NASA Tech Briefs: What is the Exploration Life Support Project, and what does NASA hope to accomplish with it?

Michael Ewert: Exploration Life Support – or ELS – is one of about two-dozen technology development projects that NASA has to develop the new technologies needed for future human exploration missions. For ELS in particular, our goal is to create the technology that will help keep the crews alive during long duration missions without relying so much on resupply from Earth. On space shuttle the missions are fairly short and on the International Space Station they have the ability to resupply fairly frequently, but for going to Mars or other long missions, that won’t be the case.

NTB: One of the Exploration Life Support Project’s stated objectives is to develop new technologies that are efficient with respect to resource requirements such as mass, power, heat reaction, volume, crew time, consumables, etc.
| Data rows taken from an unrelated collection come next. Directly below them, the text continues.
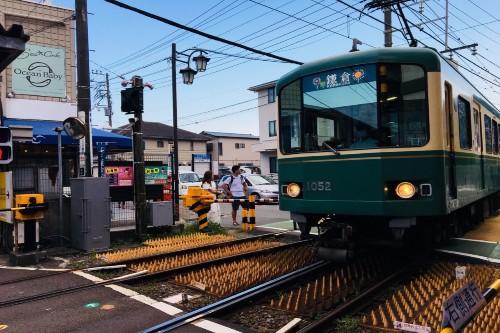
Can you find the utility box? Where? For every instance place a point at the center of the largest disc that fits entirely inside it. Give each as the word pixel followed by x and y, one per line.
pixel 25 200
pixel 160 213
pixel 90 213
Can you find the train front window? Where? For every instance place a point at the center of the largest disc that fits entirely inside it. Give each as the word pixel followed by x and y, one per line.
pixel 359 107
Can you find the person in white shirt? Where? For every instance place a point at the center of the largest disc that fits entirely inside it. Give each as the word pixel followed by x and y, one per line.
pixel 235 187
pixel 207 182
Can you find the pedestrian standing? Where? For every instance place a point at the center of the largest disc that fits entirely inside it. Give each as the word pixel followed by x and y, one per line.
pixel 207 183
pixel 235 187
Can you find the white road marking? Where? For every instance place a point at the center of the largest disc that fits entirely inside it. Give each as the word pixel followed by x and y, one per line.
pixel 497 261
pixel 161 306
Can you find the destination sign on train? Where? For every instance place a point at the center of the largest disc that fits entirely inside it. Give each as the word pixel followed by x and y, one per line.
pixel 340 77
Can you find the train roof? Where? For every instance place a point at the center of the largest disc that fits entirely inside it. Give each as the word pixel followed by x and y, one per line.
pixel 428 58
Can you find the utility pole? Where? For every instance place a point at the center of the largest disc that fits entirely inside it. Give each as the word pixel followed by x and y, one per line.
pixel 387 26
pixel 175 166
pixel 446 27
pixel 83 77
pixel 108 97
pixel 139 176
pixel 132 103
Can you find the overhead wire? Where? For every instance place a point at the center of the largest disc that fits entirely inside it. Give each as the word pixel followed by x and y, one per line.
pixel 151 47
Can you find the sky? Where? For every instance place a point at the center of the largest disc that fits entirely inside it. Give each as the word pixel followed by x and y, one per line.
pixel 122 42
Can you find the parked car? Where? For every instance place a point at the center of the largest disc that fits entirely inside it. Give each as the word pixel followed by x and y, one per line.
pixel 272 178
pixel 224 171
pixel 186 179
pixel 257 185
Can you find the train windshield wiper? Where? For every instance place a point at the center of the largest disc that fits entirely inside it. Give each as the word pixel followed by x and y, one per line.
pixel 330 148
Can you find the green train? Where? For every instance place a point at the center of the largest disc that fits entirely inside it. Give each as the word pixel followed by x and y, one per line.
pixel 386 141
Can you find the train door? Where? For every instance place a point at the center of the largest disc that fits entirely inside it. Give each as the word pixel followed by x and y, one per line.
pixel 452 184
pixel 478 135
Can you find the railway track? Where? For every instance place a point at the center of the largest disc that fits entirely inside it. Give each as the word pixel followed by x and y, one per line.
pixel 144 275
pixel 326 288
pixel 124 260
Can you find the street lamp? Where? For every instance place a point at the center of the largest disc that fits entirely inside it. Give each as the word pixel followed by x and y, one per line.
pixel 187 78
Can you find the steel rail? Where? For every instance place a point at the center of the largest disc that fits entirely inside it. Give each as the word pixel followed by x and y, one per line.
pixel 155 256
pixel 194 249
pixel 158 275
pixel 69 290
pixel 318 325
pixel 235 299
pixel 135 278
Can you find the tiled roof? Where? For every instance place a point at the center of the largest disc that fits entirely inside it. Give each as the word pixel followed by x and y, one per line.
pixel 154 130
pixel 230 135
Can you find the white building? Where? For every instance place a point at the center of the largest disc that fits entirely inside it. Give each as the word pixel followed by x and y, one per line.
pixel 268 127
pixel 229 149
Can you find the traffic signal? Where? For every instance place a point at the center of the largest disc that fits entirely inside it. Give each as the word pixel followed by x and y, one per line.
pixel 5 145
pixel 132 100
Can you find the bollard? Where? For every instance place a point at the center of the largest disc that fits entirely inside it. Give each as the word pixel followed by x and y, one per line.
pixel 251 213
pixel 244 215
pixel 202 210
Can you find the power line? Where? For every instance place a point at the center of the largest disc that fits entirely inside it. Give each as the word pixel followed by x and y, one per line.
pixel 198 32
pixel 133 54
pixel 300 19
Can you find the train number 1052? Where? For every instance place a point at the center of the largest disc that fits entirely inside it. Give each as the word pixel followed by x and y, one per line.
pixel 319 186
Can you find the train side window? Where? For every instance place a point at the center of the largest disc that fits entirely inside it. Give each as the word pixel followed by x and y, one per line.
pixel 495 136
pixel 464 124
pixel 487 134
pixel 476 142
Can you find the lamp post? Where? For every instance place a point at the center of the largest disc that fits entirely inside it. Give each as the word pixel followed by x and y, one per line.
pixel 59 130
pixel 187 78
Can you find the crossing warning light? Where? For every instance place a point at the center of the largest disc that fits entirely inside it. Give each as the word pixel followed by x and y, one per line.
pixel 5 145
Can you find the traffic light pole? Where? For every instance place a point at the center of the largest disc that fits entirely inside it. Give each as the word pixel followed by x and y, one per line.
pixel 139 181
pixel 83 91
pixel 175 166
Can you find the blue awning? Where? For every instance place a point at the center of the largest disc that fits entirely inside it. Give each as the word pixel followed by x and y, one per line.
pixel 43 134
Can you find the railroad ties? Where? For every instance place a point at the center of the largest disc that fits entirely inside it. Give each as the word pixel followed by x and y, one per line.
pixel 420 301
pixel 175 261
pixel 164 246
pixel 330 288
pixel 227 278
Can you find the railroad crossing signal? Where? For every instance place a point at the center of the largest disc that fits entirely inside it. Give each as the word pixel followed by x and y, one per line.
pixel 5 145
pixel 132 100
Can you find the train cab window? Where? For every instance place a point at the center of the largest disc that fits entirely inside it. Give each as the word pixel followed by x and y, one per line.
pixel 488 134
pixel 358 107
pixel 290 118
pixel 495 136
pixel 464 124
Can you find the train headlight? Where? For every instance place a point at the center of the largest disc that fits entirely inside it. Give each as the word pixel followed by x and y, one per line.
pixel 405 190
pixel 293 190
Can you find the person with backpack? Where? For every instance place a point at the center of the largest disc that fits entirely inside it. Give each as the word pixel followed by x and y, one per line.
pixel 235 187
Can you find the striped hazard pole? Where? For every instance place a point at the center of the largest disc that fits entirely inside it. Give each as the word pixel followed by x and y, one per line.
pixel 251 213
pixel 202 210
pixel 244 215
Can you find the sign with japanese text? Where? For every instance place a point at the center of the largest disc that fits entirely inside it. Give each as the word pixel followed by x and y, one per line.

Can you give us some examples of the types of projects the group is working on in these areas?

Ewert: One example is that the space shuttle uses lithium hydroxide canisters to extract carbon dioxide from the atmosphere after the crew breathes it out. We’re developing an amine swing-bed technology that can be regenerated by exposing the bed to the vacuum of space intermittently. That way we won’t have to throw away any lithium hydroxide canisters.

Space station also has some regenerable processors for both air and water, but they take quite a bit of power, so our Exploration Life Support Project is working on several options for both air and water to help reduce the power consumption for an enclosed life support system.

NTB: Two of the primary areas of research your group has been involved with are water recovery and waste management. These are obviously crucial to the future of long duration manned spaceflight, or the establishment of a lunar outpost. What kind of progress has been made to date in these areas?

Ewert: We have extensively tested three wastewater distillation technologies recently and are in the process of determining which performed the best for the kinds of wastewater streams we expect to see in future missions. Part of the research is figuring out how the process will handle the wastewater streams with things like toothpaste or shaving cream that does not go into the wastewater system currently. We learned that the toothpaste being used was just not being tolerated well, so we had to research and find another toothpaste to use that can be processed in the processor.

Beyond that we’re developing or evaluating several technologies for water recovery from the brine that is left over after the distillation process. Even after the primary processor distills the water, there’s still a concentrated salt solution that has a fair amount of water left in it, so we’re trying to recover that last little bit of water from the brine.

For solid waste we’ve evaluated a variety of technologies working with our colleagues at Ames Research Center and with several SBIR companies. One exciting one is a plastic melt compactor, which heats and compresses mixed trash, melts the plastic in the trash, and extracts the water at the same time, so you’re left with a stable plastic disk, kind of like a hockey puck, and the volume of the original trash is reduced by about a factor of ten. It also helps deal with the smell that could be created by microbes in the trash.